(Memphis) June West, executive director of Memphis Heritage, is 99.9 percent sure that the Nineteenth Century Club mansion will stay part of the Union Avenue landscape.
During a half-hour hearing, Chancellor Walter Evans listened to bits and pieces needed to put the final documents together to sell the building to new buyers who will preserve it.
After it sold earlier this year at auction to the Linn family, they wanted to make it a strip mall.
Nineteenth Century Club members took most of the money made from the sale and made a donation of more than $430,000 to the Children’s Museum of Memphis.

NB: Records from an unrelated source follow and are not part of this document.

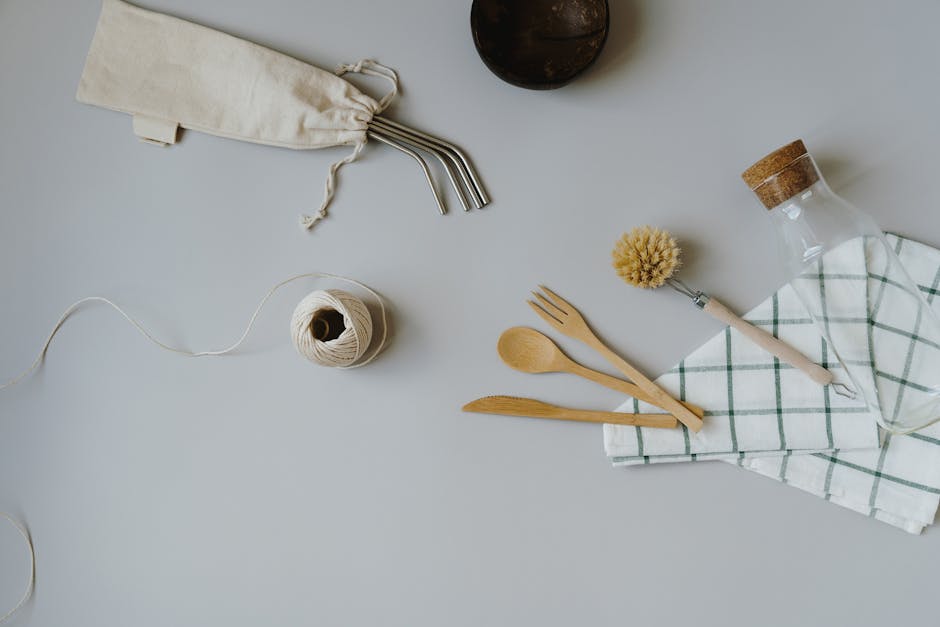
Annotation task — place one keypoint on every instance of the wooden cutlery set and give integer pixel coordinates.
(528, 350)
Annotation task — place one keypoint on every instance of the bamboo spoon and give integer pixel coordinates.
(564, 318)
(531, 408)
(527, 350)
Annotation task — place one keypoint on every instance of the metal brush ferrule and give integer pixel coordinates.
(699, 298)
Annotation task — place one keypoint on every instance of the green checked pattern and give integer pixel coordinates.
(756, 405)
(899, 483)
(766, 417)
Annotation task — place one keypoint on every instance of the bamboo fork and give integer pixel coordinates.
(564, 318)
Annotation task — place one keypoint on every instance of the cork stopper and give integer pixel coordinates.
(782, 174)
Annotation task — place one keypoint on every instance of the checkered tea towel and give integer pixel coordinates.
(754, 404)
(898, 483)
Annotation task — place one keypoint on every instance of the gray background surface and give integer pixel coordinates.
(261, 489)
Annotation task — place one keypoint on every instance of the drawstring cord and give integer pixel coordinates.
(368, 67)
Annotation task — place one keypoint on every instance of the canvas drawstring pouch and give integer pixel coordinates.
(169, 74)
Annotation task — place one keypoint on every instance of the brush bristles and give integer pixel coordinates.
(646, 257)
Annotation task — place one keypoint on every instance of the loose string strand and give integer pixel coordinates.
(28, 592)
(209, 353)
(368, 67)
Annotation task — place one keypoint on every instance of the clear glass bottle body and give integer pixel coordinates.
(875, 319)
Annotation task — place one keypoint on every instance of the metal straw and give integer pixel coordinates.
(424, 166)
(401, 139)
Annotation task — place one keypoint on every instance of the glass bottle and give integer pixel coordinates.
(876, 321)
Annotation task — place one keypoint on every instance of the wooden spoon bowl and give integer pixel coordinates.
(527, 350)
(539, 44)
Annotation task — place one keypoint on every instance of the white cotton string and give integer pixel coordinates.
(28, 592)
(371, 67)
(368, 67)
(307, 222)
(357, 325)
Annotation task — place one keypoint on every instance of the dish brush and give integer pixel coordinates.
(649, 257)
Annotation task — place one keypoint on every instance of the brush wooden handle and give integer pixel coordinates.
(624, 386)
(769, 343)
(656, 394)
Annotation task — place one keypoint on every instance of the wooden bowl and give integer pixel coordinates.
(539, 44)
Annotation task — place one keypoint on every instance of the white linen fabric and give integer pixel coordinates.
(767, 422)
(170, 73)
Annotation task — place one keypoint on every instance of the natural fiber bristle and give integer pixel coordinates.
(646, 257)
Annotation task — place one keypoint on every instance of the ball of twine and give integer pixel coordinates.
(315, 340)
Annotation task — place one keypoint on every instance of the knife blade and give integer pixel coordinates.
(532, 408)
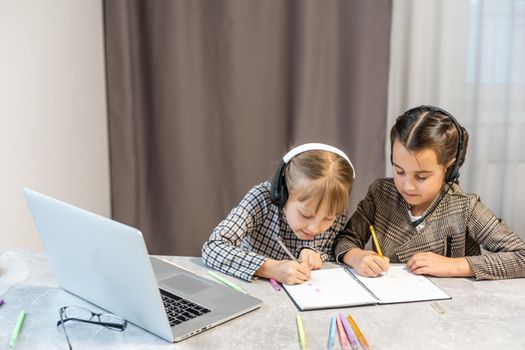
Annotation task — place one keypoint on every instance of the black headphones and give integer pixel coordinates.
(278, 189)
(452, 173)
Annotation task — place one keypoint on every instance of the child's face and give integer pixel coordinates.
(417, 175)
(303, 220)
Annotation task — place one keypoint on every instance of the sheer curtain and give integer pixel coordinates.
(468, 56)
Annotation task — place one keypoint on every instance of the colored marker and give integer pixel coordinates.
(226, 282)
(300, 331)
(357, 331)
(331, 334)
(342, 336)
(349, 333)
(376, 242)
(18, 327)
(275, 284)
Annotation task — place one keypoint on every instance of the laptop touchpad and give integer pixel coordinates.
(185, 283)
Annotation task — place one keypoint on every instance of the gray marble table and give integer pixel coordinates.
(480, 315)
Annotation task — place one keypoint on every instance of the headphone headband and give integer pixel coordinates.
(452, 173)
(317, 147)
(278, 189)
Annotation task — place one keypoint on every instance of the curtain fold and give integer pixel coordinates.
(206, 96)
(468, 56)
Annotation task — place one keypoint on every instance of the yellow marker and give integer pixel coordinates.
(376, 243)
(357, 331)
(300, 331)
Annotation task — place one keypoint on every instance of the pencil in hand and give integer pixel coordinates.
(376, 243)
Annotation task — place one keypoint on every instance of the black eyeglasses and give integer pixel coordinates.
(79, 314)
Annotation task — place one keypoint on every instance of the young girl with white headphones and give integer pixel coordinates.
(285, 228)
(422, 217)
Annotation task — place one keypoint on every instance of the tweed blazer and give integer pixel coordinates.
(459, 218)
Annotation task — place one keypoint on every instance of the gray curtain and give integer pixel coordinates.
(204, 97)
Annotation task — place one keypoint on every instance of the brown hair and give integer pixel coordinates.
(428, 127)
(331, 179)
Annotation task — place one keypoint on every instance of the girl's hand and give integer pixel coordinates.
(311, 259)
(284, 271)
(366, 262)
(428, 263)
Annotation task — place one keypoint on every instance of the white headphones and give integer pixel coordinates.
(278, 190)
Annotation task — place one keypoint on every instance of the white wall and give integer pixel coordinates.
(53, 124)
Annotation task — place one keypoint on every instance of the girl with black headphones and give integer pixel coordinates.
(285, 228)
(422, 217)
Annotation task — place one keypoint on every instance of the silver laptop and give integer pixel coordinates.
(106, 263)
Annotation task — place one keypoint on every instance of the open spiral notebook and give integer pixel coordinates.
(343, 287)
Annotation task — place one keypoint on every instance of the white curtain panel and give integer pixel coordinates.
(468, 57)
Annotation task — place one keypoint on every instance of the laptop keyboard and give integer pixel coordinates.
(179, 309)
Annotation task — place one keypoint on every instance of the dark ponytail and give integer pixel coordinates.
(431, 127)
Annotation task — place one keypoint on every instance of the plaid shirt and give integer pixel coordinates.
(459, 216)
(243, 241)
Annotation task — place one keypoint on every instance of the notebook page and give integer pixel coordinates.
(329, 288)
(400, 285)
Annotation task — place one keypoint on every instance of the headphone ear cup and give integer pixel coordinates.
(452, 173)
(278, 190)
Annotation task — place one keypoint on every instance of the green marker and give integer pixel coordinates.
(18, 327)
(226, 282)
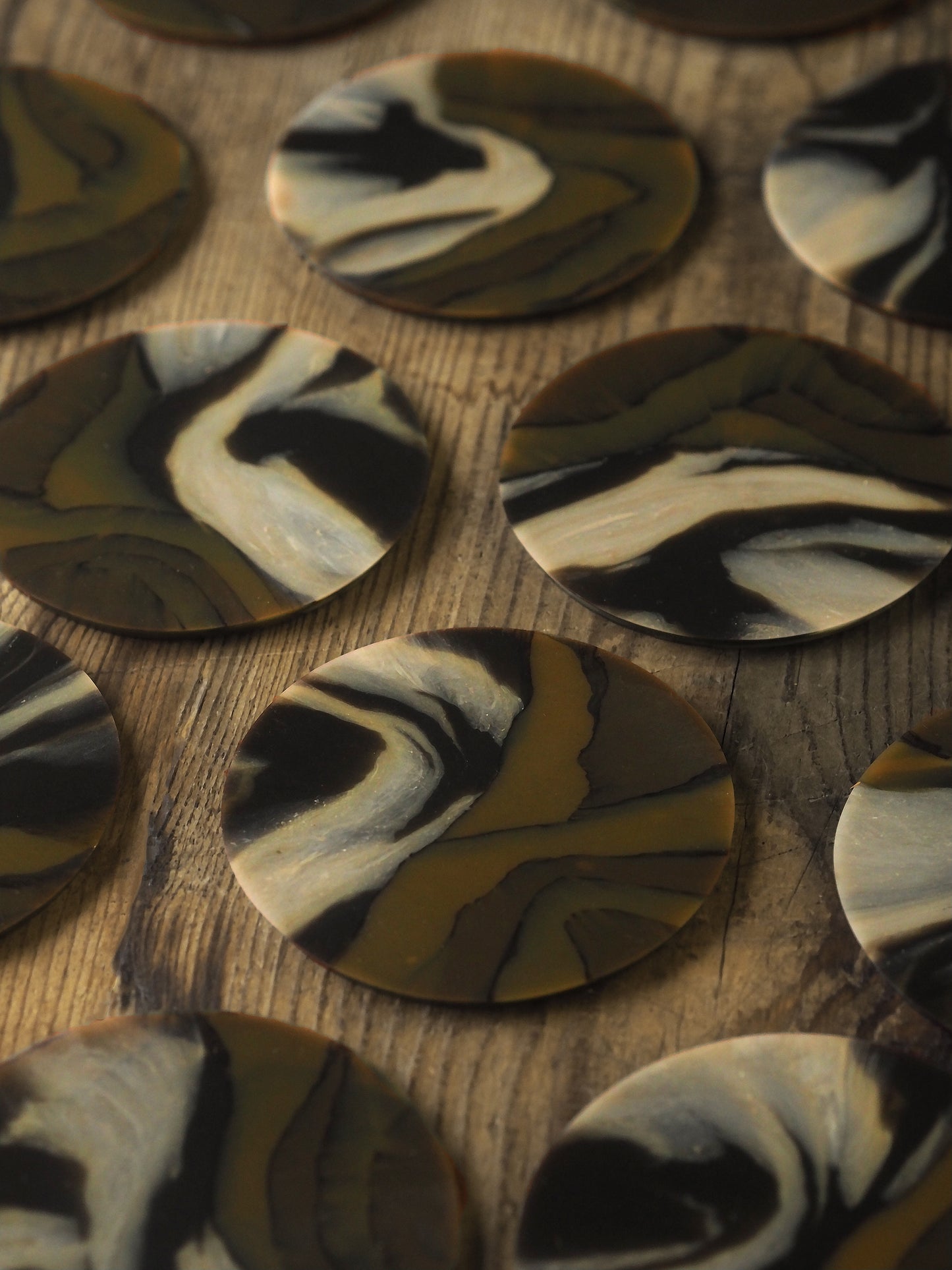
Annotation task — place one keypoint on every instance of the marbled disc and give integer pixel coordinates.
(216, 1142)
(202, 476)
(239, 22)
(483, 185)
(894, 864)
(731, 484)
(59, 774)
(761, 1153)
(756, 19)
(479, 816)
(860, 190)
(93, 183)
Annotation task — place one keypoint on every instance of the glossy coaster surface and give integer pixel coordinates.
(479, 816)
(756, 19)
(216, 1142)
(483, 185)
(894, 864)
(239, 22)
(204, 476)
(731, 484)
(59, 772)
(761, 1153)
(860, 191)
(94, 183)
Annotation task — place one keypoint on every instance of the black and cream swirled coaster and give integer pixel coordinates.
(479, 816)
(495, 185)
(860, 191)
(94, 183)
(760, 1153)
(727, 484)
(217, 1142)
(202, 476)
(240, 22)
(756, 19)
(59, 772)
(893, 859)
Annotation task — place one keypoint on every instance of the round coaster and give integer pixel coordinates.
(731, 484)
(753, 19)
(239, 22)
(479, 816)
(202, 476)
(894, 864)
(94, 185)
(59, 772)
(219, 1142)
(763, 1153)
(858, 187)
(483, 185)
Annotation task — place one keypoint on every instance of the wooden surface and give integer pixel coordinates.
(157, 921)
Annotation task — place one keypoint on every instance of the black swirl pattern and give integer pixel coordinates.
(762, 1153)
(479, 816)
(894, 864)
(217, 1142)
(206, 475)
(861, 191)
(59, 772)
(731, 484)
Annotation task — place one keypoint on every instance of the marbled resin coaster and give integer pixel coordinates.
(94, 183)
(202, 476)
(860, 191)
(763, 1153)
(479, 816)
(59, 774)
(756, 19)
(240, 22)
(894, 864)
(216, 1142)
(483, 185)
(731, 484)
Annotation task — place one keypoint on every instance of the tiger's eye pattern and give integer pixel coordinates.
(92, 186)
(239, 22)
(756, 19)
(727, 484)
(59, 774)
(483, 185)
(217, 1142)
(861, 187)
(479, 816)
(894, 864)
(204, 476)
(760, 1153)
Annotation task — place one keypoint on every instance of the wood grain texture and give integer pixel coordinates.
(159, 921)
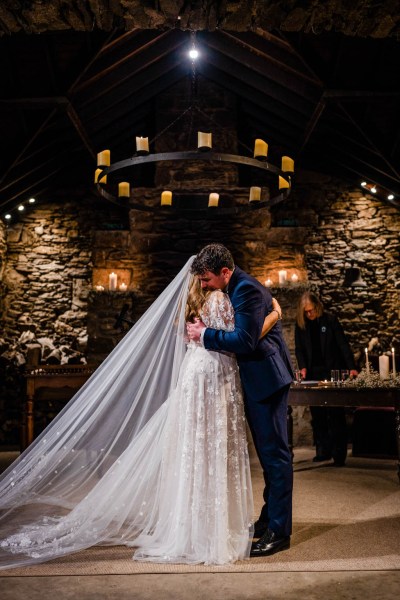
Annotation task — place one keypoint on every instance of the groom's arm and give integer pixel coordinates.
(249, 318)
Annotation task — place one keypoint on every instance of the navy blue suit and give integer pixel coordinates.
(266, 374)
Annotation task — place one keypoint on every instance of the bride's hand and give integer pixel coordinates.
(194, 329)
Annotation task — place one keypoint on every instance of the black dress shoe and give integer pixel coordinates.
(321, 458)
(260, 527)
(269, 543)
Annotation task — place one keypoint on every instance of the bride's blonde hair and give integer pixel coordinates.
(195, 299)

The club kept $14,000 for expenses.
That money will stay frozen until the deal with the new buyer is secured.
“The children’s museum gets to keep its money, the Nineteenth Century Club gets it money back, the Linn’s make a tiny profit and the building get preserved.”
The battle to stop the demolition of the mansion and development of a strip mall included a lawsuit, a $50,000 bond and long hours working on a strategy with lawyers who worked for free.
The final decision that will seal the building’s fate will be at an Oct. 16th hearing.
That is when the new buyer, Nashville businessman Dave Wachtel, will put up $40,000 in earnest money.
He and investors plan to renovate the building and open an upscale restaurant.